Hi Becky, We just started the connections academy. We haven't even received our books yet, but we are able to do some stuff online. I'm kind of frustrated with it, but will give it some time especially since we don't have their school books, and haven't talked with the teacher yet. Both my girls (turning 5 and 6 this month) tested into first grade math, but my youngest can't even attend "kindergarten" yet because of the stupid state cut off dates. She's considered pre-K and can't do the online schools. My older daughter tested 1st grade ready for language arts but because she also misses the cut off date they can't put her into first grade. So she's kind of stuck doing kindergarten level for now, until the teacher can verify it's way to easy and then MAYBE she will be able to work through it faster and start working on first grade level stuff. Although I do work with her current level at home after the "kindergarten" stuff which instead of taking 2.5 hours as needed by the state, it take about 45 minutes to do all her classes. LOL.


----------



## beccachow (Nov 8, 2008)

Yeah, with the Calvert we were done everything in an hour and a half or so, lol. i didn't gt the teacher option, so it is all up to me. SO far, the reading is very below her level, but I expected that. The math seems about her level, and the science is starting with things we did last year, the history is starting with maps and such that we did last year, so she will get areview before diving in. I didn't want to go with a "gifted" curiculuum, but really should have gotten a more difficult reading/vocabulary book; but just one subject advanced wasn't an option. The kid can't tell time on a watch but reads at about a 9th or teth grade level, lol. :doh:


----------



## PNWKatie (Aug 4, 2012)

LOL. Well, I feel a little better about the school after talking with her teacher today. She can test up to her ability and test into her current level in each subject. YEAY!! So we'll spend this week taking tests and get her were she needs to be, then they'll send the next level course work, but won't change her on paper grade. Which means that if she finishes with the first grade level stuff by the end of the school year, they'll send her the second grade curriculum for next year! I'm okay with that as long as I don't bore her to tears trying to reteach everything from last year!


----------



## beccachow (Nov 8, 2008)

I am finding a lot of repetition in what I was looking at so far as well. Think of it as a vacaton for her little brain!


----------



## PNWKatie (Aug 4, 2012)

LOL. A couple of days vacation is okay, a whole year of it is way to much! LOL. She's picked out 6 countries to learn about this year: Japan, China, India, Brazil, Russia and Ghana. I guess we'll work on Japan for the time being that should keep her busy until her materials arrive and then it's trying to load up on the math testing to get where she needs to be. I see lots of tests in her near future!


----------



## Dusky Beauty (Jan 4, 2012)

I'm keeping my DDs in the local public school for now (their teachers really are amazing at what they do) 
But I am keeping online charter in reserve just in case. Its a great program for kids that can be motivated to accomplish. Curriculum was good. My sister didn't do well on it because she wasn't motivated enough to perform without the pressure of a face to face teacher-- but for a kid with a thirst for learning, it's great! My friend has a special needs (extreme add) middle school son for whom school was always a problem-- everyone at the public schools she tried pegged him as a bad kid-- he sparkled with k12 and not having a classroom and prejudiced teacher getting in the way.
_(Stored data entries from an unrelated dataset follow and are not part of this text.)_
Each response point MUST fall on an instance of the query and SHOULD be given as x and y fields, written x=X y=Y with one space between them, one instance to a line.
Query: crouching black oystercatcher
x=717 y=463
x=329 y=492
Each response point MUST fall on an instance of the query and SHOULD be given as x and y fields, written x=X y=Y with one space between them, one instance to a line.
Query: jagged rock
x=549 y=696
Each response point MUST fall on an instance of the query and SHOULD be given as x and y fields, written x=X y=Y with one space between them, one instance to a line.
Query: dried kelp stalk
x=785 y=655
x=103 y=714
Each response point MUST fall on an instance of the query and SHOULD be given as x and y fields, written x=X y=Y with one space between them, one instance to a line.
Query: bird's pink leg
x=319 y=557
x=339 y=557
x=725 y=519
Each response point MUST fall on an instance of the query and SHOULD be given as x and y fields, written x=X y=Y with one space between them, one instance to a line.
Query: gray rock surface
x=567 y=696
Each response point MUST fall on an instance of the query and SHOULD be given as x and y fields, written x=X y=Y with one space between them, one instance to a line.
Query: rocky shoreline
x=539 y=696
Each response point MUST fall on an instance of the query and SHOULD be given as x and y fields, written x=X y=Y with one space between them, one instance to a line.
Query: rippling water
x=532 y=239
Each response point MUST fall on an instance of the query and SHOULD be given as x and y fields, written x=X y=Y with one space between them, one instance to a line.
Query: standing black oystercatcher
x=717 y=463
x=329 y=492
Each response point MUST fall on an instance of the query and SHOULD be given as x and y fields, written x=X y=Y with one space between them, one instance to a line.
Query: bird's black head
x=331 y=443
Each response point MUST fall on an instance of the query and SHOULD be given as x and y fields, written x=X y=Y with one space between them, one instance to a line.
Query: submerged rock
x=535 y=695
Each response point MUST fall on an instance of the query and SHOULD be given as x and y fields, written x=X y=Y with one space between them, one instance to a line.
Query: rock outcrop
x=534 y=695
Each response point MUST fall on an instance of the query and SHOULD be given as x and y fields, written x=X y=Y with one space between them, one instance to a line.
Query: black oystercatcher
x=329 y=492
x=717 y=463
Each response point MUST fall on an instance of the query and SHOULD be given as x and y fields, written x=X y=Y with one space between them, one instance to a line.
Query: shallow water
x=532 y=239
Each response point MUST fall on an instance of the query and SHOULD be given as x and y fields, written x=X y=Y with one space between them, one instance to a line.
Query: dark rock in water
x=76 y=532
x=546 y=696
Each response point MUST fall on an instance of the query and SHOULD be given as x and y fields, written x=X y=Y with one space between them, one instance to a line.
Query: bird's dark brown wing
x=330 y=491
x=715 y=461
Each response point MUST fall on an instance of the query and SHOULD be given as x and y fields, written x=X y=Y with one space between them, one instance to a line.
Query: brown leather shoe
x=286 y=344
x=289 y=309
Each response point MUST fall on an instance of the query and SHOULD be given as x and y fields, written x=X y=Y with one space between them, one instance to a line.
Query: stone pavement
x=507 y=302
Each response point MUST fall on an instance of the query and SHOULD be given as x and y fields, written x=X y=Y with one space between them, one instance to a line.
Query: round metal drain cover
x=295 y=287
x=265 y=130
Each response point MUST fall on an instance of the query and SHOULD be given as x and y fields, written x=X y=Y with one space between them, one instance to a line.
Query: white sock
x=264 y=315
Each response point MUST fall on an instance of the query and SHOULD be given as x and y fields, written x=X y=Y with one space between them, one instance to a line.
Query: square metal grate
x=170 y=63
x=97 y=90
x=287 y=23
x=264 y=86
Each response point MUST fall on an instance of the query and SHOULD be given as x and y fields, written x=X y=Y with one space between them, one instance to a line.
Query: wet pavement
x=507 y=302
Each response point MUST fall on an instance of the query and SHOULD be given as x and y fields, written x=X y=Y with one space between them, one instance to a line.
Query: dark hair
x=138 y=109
I have a great respect for the well rounded curriculum-- My mom essentially unschooled me from 3rd to 7th freestyling it with whatever material she felt was of educational value. Just because I'm great at being self taught, does not mean I was good to go-- returning to public school for a regular diploma was extremely difficult to catch up in math.


----------



## siberian (Aug 23, 2011)

Leaving online and sending them back to school.


----------



## PNWKatie (Aug 4, 2012)

Sorry to hear it didn't work out for you. Do you mind sharing what happened? If not that's okay. So far my daughter seems to enjoy the online school.


----------



## Calhoon (May 25, 2012)

well , the short answer to your op is NO , our kids went to public schools here in NC. 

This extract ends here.